Class 2 NIC will not die

Share this content

In a surprise announcement on 6 September, the Treasury confirmed that class 2 NIC would not be abolished from 6 April 2019 as had been on the cards since 2017.

National insurance contributions (NIC) for the self-employed are unreasonably complicated. The two classes (2 and 4) are paid on different bands of income, and at different rates.

Class 4 costs the individual more (no upper limit) but provides no right to state benefits, it is a pure tax on profits. Class 2 costs a maximum of £153.40 per year (for 2018/19) but it does provide some entitlement to the state pension and certain other state benefits.

The system is a mess, so back in July 2013 (over five years ago!), the government launched a consultation into simplifying NIC for the self-employed. Some streamlining of payment methods was achieved, with class 2 now collected alongside class 4 with income tax paid under self assessment, but the long-term aim was the merge the two classes.   

To merge or or to merge

The class 2 & 4 merger was to take effect from 6 April 2018, but in November 2017 the effective date was pushed back to 6 April 2019. Yesterday’s written statement from Robert Jenrick,  Exchequer Secretary to the Treasury, confirmed that the merger of class 2 and 4 now won’t happen, as class 2 NIC will not be abolished.

The reason given for this U-turn is; “A significant number of self-employed individuals on the lowest profits would have seen the voluntary payment they make to maintain access to the State Pension rise substantially.”
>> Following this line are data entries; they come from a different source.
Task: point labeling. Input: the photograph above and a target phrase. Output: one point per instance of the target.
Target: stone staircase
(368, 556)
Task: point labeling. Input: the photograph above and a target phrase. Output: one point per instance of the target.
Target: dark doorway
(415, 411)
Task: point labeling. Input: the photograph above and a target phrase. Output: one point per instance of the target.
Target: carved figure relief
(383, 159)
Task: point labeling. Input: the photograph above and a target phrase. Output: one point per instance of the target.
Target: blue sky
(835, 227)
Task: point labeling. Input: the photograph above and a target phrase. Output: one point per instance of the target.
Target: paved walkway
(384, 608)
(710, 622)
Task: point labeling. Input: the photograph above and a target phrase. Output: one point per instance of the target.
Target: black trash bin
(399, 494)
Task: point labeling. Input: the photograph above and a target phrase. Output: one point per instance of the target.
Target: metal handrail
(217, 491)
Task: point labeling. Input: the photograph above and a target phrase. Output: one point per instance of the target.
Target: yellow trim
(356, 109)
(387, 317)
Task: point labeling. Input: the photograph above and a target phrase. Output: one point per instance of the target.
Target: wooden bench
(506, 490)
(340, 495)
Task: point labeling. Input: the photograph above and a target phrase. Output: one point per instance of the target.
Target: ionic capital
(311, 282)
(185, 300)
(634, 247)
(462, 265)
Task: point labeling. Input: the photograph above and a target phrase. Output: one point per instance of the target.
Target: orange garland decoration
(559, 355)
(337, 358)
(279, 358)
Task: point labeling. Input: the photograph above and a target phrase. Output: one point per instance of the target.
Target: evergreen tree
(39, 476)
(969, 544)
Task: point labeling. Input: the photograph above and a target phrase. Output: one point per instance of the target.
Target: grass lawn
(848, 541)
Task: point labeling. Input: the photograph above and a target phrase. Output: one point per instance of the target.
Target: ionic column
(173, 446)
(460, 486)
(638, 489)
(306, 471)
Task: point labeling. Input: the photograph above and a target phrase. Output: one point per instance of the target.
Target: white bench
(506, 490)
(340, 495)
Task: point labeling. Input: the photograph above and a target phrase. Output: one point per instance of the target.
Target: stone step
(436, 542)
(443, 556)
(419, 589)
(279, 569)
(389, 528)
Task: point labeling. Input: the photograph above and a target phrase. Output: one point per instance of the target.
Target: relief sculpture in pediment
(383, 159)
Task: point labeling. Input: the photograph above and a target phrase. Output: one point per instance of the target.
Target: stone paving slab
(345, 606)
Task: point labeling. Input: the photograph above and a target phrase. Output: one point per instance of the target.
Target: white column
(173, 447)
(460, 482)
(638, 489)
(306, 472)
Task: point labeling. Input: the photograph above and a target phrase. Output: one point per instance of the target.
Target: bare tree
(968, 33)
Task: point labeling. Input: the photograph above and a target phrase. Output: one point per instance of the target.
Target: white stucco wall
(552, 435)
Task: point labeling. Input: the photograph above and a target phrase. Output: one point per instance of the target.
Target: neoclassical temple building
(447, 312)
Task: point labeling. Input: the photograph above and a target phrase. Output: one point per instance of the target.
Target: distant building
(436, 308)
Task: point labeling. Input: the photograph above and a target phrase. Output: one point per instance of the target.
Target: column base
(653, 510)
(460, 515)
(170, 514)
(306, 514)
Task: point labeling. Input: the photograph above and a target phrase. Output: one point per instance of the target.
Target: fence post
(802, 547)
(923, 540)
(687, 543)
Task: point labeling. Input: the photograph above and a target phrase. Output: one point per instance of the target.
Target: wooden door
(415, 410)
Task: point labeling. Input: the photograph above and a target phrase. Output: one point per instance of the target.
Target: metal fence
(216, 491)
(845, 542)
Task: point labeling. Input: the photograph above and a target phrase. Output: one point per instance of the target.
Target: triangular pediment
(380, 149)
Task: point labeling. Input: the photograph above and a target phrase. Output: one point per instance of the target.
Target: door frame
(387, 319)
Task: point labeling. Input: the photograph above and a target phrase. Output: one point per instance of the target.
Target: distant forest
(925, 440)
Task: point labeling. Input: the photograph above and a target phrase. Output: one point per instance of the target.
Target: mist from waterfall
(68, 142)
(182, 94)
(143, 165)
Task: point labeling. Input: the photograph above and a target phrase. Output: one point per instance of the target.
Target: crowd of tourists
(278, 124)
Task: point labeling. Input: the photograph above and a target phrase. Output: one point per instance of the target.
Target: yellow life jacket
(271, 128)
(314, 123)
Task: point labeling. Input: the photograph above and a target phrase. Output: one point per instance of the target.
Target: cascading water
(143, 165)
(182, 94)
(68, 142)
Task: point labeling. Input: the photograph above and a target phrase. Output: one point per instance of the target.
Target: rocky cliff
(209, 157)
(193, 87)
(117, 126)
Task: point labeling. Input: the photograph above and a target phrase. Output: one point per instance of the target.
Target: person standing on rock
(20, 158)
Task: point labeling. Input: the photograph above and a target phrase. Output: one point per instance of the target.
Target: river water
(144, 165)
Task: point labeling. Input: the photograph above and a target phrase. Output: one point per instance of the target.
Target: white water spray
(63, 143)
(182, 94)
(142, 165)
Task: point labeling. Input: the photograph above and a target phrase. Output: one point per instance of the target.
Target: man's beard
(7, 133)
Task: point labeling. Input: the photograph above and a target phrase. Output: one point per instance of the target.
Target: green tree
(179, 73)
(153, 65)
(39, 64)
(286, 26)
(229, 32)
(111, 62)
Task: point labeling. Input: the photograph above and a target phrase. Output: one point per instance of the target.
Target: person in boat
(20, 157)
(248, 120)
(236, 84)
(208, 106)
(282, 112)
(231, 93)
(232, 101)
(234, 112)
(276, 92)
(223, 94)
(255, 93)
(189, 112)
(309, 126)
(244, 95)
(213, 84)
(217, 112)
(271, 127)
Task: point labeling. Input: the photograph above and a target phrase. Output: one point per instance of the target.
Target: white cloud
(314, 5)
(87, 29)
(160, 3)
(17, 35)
This is not credible as the proposed merged class 4 and 2 NIC was to include a mechanism to solve that problem. Those on low profits would have been given a credit towards the state pension without having to pay any NIC at all. This would have operated in a similar fashion to the NI credits for employees who earn between the lower earnings limit (£116 per week) and the primary threshold (£162 per week).    

Good news for expatriates

Individuals who have been resident in the UK for at least three years, and paid into the national insurance system, can continue to make NI contributions by paying class 2 NIC when they move abroad. This is a very useful way for non-resident individuals to build up qualifying years towards to the UK state pension (see Social Security abroad NI38).

The proposed abolition of class 2 NIC was to remove this low-cost route to add credits to their UK state pension entitlement. Those expatriate individuals would have had to change to paying voluntary class 3 NIC, which costs £761.85 per year compared to £153.40 for class 2 (2018/19 rates)    

Rise in Class 4 NIC?

Philip Hammond proposed an increase the rate of class 4 NIC in his first Budget in 2017, from 9% to 10% in 2018, then to 11% in 2019. But there was uproar from “white van man”, as the Conservative Party manifesto had promised there would be no increase in NIC. So Hammond had to back down and there was no increase in the rate of class 4 NIC.

The Conservatives were careful not to make any rash promises about tax rates before the 2017 election, so now the Chancellor should be free to raise NIC rates as he wishes. Will class 4 NIC rise in 2019; perhaps increasing the rate above the upper profits limit (introduced by Gordon Brown) from 2% to 3%?

The burden of increased NIC normally falls on employees and employers, so perhaps we will see increases in the rates of classes 1,1A and 1B NIC. We should find out in the Autumn Budget -  whenever that is.

About Rebecca Cave

Consulting tax editor for I also co-author several annual tax books for Bloomsbury Professional and write newsletters for other publishers.


Please login or register to join the discussion.

10th Sep 2018 11:03

Surely if Mr Hammond wants to raise more all he needs do is reduce the NIC nil band or let it stay at the current figure as he has done for VAT.

Whilst I hate tax rises because they encourage people to work less I accept the country is spending more than it should and the current government does not have a majority so it goes for the easy options.

Thanks (1)
By Mike18
to pauljohnston
10th Sep 2018 13:48

The tired old mantras 'tax rises encourage people to work less' and 'the country is spending more than it should' are both without any basis in economic theory or practical reality. NI is regressive enough, without abolishing the nil rate band and collecting more revenue from those with the lowest incomes. Seems collecting more tax from those most able to pay is not an 'easy option' if you have a vested interest.

Thanks (1)
By Mikolaj
15th Jan 2019 19:00

I am sure that my higher eaners eg. doctors et al. whom had salaries already taking them above the 12% NI contribution threshold so paying just 2% NI or marginal paye income had a class 2 NI exemption for their add-on earnings from self-employment. Has this disappeared? Can't find it anywhere. They get the second bite of the NI free threshold cherry but pay 9% to the upper threshold with class 4 NI and the just 2% above, but why pay class 2 when you pay above threshold class 1A? Paying twice for same NI cover...
The tax package I use keeps adding it on, but seiously I don't think it is due?

Help as HMRC website is no use at all. I would appreciate your thoughts Rebecca.